Janda hanyalah statusku.
Nadira Ayu, seorang gadis muda yang berparas cantik. Tak pernah terbayangkan oleh Nadira, jika dirinya akan menjadi seorang istri diusianya yang masih begitu muda.
Lika liku serta permasalahan dalam hidupnya seolah telah berhasil membuatnya terlempar dari keluarganya sendiri. Hingga pada suatu hari, dengan tanpa sengaja, dirinya dipertemukan dengan seorang gadis kecil yang begitu cantik.
Dan alangkah terkejutnya Nadira, saat gadis kecil itu menginginkannya untuk menjadi sang mommy baginya. Namun sayang, daddy dari gadis kecil itu memandang dirinya dengan sebelah mata hanya karena ia berstatus sebagai seorang janda.

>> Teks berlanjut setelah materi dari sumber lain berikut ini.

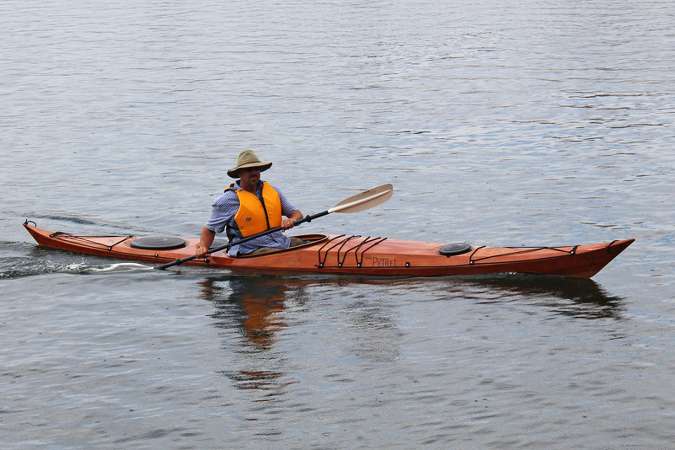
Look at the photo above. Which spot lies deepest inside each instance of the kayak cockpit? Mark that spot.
(307, 241)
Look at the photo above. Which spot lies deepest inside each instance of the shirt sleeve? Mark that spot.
(287, 207)
(223, 211)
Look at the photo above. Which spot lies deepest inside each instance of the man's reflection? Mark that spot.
(256, 303)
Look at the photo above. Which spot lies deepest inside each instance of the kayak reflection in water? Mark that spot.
(255, 304)
(250, 206)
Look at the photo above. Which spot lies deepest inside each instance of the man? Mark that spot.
(249, 206)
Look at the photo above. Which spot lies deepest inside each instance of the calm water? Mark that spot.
(502, 123)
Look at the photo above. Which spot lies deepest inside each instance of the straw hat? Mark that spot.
(247, 159)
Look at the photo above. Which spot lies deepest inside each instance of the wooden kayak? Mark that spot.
(358, 255)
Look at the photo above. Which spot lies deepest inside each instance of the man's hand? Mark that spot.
(201, 251)
(205, 240)
(287, 223)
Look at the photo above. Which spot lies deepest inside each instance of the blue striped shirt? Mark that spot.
(225, 207)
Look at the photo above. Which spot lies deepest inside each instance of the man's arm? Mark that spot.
(224, 209)
(205, 240)
(289, 222)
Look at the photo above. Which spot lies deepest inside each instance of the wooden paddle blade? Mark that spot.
(365, 200)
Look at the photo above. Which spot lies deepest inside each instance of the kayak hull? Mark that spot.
(359, 255)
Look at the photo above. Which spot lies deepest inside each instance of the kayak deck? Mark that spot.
(362, 255)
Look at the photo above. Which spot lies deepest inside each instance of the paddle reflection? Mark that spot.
(574, 297)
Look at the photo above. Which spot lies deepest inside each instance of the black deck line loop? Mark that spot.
(119, 242)
(363, 252)
(471, 260)
(358, 247)
(342, 260)
(323, 260)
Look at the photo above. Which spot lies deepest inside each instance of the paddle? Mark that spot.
(356, 203)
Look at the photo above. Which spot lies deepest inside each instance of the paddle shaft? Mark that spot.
(307, 218)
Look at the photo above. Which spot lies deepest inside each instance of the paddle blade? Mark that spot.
(365, 200)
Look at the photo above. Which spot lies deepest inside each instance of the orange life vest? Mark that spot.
(256, 215)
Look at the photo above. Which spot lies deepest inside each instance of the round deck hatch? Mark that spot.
(158, 243)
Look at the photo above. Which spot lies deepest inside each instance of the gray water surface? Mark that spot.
(499, 123)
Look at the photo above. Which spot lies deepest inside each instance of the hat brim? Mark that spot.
(234, 173)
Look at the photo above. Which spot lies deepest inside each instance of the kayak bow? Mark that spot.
(358, 255)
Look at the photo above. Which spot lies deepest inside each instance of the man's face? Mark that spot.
(249, 177)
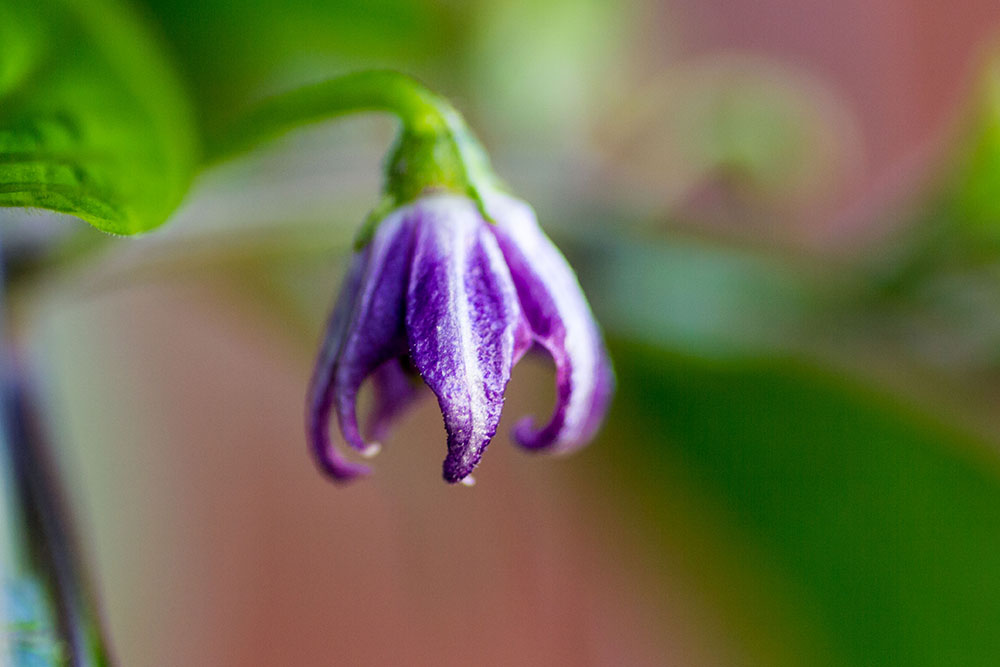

Karya ini diterbitkan atas izin NovelToon Yayuk Handayani, isi konten hanyalah pandangan pribadi pembuatnya, tidak mewakili NovelToon sendiri
Bekerja Di Kota
Selamat Membaca
🌿🌿🌿🌿🌿
Kendaraan yang berbentuk seperti balok itu masih terus berjalan melewati jalanan serta re rumahan yang banyak berdiri dan menghiasi pinggiran jalan yang telah dilalui.
Sepasang bola mata indahnya masih setia menatap tepian jalan dari balik kaca bening yang transparan itu. Ya, saat ini, Nadira sedang dalam perjalanan menuju ibu kota.
Dan sepanjang dirinya berada di dalam bus, ia hanya diam. Terlebih, pikirannya masih terngiang akan ucapan sang mama yang begitu melukai hatinya bahkan hingga sangat membiru.
" Ingat, jangan pernah kembali lagi ke sini, karena keberadaan mu di sini adalah beban untuk kami. Jadi, pergilah entah kemana terserah kamu, yang penting, kamu jangan kembali lagi ke rumah ini ".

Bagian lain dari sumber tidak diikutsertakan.